Sin embargo, en 2007 mi padre sufrió un accidente y cayó en coma. Fue intervenido medicamente y su vida se salvó. Tuvo un proceso muy largo y desgastante de “recuperación” en el cual, gracias a la inflamación del cerebro, tuvo cualquier cantidad de alteraciones. Mi madre fue en ese entonces quien se aferró a mantenerlo, vivo y a su lado. Nunca regresó a ser quien era antes. Sus nuevas condiciones de vida le obligaron a dejar de consumir las cantidades de alcohol que antes tomaba y ahora se le tenían que administrar muchos medicamentos, algunos de ellos lo tenían sedado gran parte del día. Duró 10 años así.
Ciertamente disminuido en su autonomía, los cuidados de mi madre le dieron una vida tranquila; tal vez por primera vez en toda su existencia. Ya no había golpes ni escándalos, no podía hacerlos. En su lugar, descubrimos a un hombre necesitado de mucho cariño y con cierta chispa. Durante ese tiempo fue una pareja, un padre y un abuelo amoroso. Falleció hace más de cinco años de causas naturales.
En muchas ocasiones las pacientes que acuden a un hospital padecen de enfermedades terminales o simplemente tienen una condición permanente que les genera dolor y merma su calidad de vida; se requieren tratamientos que ayudan, pero que claramente no representan una mejora en su estado de salud.
Estas personas no van a recuperar su vida previa; algunas de ellas ni siquiera pueden contemplar un futuro en el que sean autosuficientes o sin dolor. Esta última etapa de la vida se puede convertir en el peor infierno.
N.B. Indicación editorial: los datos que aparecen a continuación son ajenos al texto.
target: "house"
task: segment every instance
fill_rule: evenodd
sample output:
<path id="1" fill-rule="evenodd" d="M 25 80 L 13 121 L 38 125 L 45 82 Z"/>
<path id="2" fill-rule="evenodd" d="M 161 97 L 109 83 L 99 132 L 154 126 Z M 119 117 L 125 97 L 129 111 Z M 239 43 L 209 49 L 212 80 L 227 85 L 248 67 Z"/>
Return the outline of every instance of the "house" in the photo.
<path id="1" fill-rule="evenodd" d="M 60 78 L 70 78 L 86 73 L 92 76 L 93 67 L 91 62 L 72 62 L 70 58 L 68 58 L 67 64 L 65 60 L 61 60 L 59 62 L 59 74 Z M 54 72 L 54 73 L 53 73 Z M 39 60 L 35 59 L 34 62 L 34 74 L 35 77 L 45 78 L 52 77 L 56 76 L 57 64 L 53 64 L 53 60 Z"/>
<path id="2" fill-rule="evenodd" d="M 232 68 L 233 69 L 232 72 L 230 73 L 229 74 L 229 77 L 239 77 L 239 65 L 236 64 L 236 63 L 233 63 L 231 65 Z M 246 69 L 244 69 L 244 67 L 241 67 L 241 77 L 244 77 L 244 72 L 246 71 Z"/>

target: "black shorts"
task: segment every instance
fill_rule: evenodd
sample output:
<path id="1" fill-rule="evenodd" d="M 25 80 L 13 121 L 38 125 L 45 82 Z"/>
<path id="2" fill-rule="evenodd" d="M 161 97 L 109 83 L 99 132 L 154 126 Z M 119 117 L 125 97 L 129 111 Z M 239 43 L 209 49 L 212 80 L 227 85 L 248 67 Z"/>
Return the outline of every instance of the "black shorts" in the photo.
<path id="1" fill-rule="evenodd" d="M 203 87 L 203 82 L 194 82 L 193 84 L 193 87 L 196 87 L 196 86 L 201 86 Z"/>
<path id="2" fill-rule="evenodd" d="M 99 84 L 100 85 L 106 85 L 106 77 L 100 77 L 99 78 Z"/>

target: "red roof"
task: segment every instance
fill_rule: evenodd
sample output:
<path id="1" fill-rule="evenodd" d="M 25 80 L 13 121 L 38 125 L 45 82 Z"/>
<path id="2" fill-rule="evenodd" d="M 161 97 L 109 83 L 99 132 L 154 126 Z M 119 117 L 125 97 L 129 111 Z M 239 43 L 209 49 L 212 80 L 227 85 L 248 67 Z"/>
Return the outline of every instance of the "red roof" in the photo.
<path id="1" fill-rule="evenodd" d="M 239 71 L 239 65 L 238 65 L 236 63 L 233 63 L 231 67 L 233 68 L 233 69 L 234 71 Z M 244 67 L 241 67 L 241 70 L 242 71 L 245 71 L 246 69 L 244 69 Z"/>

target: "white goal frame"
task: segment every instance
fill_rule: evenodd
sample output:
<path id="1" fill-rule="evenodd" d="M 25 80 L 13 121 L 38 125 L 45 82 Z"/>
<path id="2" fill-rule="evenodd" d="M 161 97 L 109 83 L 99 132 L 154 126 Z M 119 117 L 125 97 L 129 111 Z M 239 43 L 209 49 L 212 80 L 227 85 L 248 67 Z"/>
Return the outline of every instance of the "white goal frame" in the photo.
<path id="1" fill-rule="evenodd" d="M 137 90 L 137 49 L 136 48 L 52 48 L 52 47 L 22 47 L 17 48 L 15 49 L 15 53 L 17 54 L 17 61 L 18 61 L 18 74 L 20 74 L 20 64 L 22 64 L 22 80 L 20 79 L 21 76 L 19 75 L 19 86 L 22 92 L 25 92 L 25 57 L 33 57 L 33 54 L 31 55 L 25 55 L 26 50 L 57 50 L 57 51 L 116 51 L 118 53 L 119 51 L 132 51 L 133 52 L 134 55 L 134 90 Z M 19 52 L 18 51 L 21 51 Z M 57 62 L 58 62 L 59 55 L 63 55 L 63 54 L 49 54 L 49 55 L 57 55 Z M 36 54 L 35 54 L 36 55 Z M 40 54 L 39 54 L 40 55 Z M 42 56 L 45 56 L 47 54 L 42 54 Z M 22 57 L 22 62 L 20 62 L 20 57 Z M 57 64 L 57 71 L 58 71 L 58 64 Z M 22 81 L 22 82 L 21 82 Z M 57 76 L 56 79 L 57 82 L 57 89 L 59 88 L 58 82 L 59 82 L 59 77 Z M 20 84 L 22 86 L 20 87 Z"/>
¿Hasta qué punto podemos pedirle a esa persona que se aferre a vivir?
La RAE define la eutanasia o “buena muerte” como la intervención deliberada para poner fin a la vida de un paciente sin perspectiva de cura o muerte sin sufrimiento físico. La eutanasia activa implica que un profesional de la salud administre intencionalmente una sustancia para provocar la muerte del paciente; en la eutanasia pasiva solamente se elimina la intervención médica que mantiene con vida a un paciente en estado terminal.
Por su parte, la CONAMED señala al “suicidio médicamente asistido” como la ayuda que da un médico a un paciente, proporcionando medios para acabar con su vida. En este caso es el médico quien proporciona al paciente un medicamento letal para que éste autónomamente realice la acción final.
Sin duda la situación que viven tanto pacientes como sus seres queridos al enfrentarse a estos dilemas no es sencilla. Un porcentaje de la población está en contra de cualquier tipo de intervención humana para concluir con la vida de una persona. Detrás de estos posicionamientos suelen encontrarse argumentos morales y religiosos, pero también mitos y prejuicios.
Este dilema tampoco es ajeno a la labor de los médicos. El juramento hipocrático -el cual realizan al terminar sus estudios- establece en términos generales que deben velar por la vida de los pacientes en todos los escenarios posibles. En sus inicios, este juramento establecía que no se debía administrar ningún fármaco mortal, aunque así se lo pidan los pacientes, ni se tomaría la iniciativa de sugerirlo.
Estas modificaciones me hacen recordar la epístola Melchor Ocampo. En su momento se entendía y justificaba su uso, pero las construcciones sociales del siglo XX obligaron a que, durante la celebración de los matrimonios civiles, su lectura se dejara de lado. La evolución de nuestra sociedad hace imperioso que este tipo de documentos se actualicen para hacerlos compatibles con nuestra realidad.